Les amis sont rarement invités : eux-mêmes possèdent un bien similaire et se consacrent à leurs récoltes. Seules les personnes issues d’un milieu aisé mais désargentées par la crise font exception à cette règle. Lucia Ivanovna et son époux sont des médecins retraités. Ils ont acheté leur parcelle en 1991, alors qu’ils étaient encore en activité pour faire face aux pénuries structurelles. Lorsqu’ils ont cessé de travailler, leur jardin est devenu encore plus nécessaire. Toutefois, malgré leurs difficultés économiques, ils ont tenu, dès le départ, à inviter famille et amis à venir s’ébattre sur leur lopin chaque dimanche d’été pour y déguster des shlashlik (brochettes) ou de simples tartines agrémentées de produits du jardin. Les invités sont reçus sans façon dans une maisonnette nécessitant de sérieuses réparations et dont le mobilier de la seule pièce aménagée est fortement décrépit. Notre hôtesse s’excusera brièvement et avec humour de l’état des lieux, invoquant le manque d’argent et la maladie de son mari. Un portrait d’Ernest Hemingway dont le regard rêveur domine une mappemonde rappelle toutefois l’origine sociale de Lucia. En effet, ces deux éléments de décoration, symboles d’une culture et d’une ouverture sur le monde, tranchent avec les habituels posters extraits de dessins animés côtoyant ceux qui proviennent de photographies de petits chats, voire de plantureuses « pin-up ». Ils constituent des signes forts de la différence de statut de ces personnes qui peuvent s’autoriser à inviter « à la bonne franquette », retournant ainsi les conséquences d’un déclassement présenté comme l’une des facéties de l’histoire. Être prodigue dans le dénuement, réussir à offrir ce que tout le monde possède, une datcha dans un kolektivnyj sad, comme un cadeau exceptionnel, est assurément une manière de continuer à assumer son rang.

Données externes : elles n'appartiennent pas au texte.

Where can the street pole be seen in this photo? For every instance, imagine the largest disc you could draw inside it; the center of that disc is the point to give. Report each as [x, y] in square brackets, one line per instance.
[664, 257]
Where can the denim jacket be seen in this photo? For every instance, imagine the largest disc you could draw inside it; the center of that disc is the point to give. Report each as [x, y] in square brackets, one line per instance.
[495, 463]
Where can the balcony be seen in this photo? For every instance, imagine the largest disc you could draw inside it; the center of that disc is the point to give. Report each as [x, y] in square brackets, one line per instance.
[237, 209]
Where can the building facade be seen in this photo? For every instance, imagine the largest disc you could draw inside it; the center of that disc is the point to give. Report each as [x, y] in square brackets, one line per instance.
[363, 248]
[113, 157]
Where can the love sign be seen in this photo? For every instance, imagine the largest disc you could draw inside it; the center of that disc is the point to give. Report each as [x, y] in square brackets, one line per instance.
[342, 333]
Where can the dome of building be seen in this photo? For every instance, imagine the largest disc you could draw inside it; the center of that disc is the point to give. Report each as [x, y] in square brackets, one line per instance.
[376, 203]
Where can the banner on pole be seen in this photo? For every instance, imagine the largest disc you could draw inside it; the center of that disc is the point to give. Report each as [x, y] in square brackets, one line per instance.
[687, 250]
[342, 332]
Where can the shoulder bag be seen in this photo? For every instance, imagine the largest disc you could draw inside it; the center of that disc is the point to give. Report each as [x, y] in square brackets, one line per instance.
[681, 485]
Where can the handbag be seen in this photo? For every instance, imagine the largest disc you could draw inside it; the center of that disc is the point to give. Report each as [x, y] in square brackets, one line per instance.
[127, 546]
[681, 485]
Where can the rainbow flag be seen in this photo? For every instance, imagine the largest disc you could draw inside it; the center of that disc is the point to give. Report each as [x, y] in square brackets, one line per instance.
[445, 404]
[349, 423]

La première production de la datcha est le lien social, celui qui est maintenu au sein de la famille et celui qui est recréé par la cohabitation au sein d’un espace ouvert. En postface de son livre sur L’honneur des jardiniers, Florence Weber constatait : « On ne peut comprendre les usages du jardin en dehors d’un ensemble cohérent de pratiques familiales : cycle de vie, mode d’habitat, ensemble des espaces appropriés. Selon le cas, le jardin est un espace productif, un espace d’apparat, un espace éducatif, un espace habité » (1998 : 274). Selon le cas, et tout à la fois, serait-on tenter d’ajouter en ce qui concerne la Russie, tant ces lieux renvoient à des simultanéités d’usages qui se télescopent avec plus ou moins de force selon les attentes liées à l’âge des jardiniers et à leur statut social. Les implications et les finalités du jardin doivent être analysées au-delà de la rentabilité économique, car si un ensemble d’éléments relèvent de ce domaine – le coût des vacances – d’autres renvoient à des aspects difficilement comptabilisables, comme le « mieux-être » ressenti par les personnes âgées.

Si l’usage des kolektivnye sady ne concerne pas la frange de la population la plus aisée, les pratiques de jardinage, elles, traversent toute la société et permettent de participer à une communauté d’intérêts (Lovell 2003). Malgré une uniformité des cultures et de la plupart des usages – uniformité constatée non seulement au travers des trois terrains d’enquête mais également grâce à des récits de pratiques observées ailleurs en Russie – malgré aussi une uniformité de présentation, les datcha des kolektivnye sady se ressemblent tant par la taille que par leur aspect physique. Les datcha, par touches infimes – diversité des variétés cultivées, invitations à passer la journée – sont aussi des lieux où peuvent s’exprimer des différenciations sociales. Elles reflètent en cela de toute la complexité de la société russe et des stratégies élaborées depuis la période du communisme pour marquer sa différence au sein de l’uniformité qu’imposait naguère un pouvoir politique et qui imposent aujourd’hui les contraintes économiques.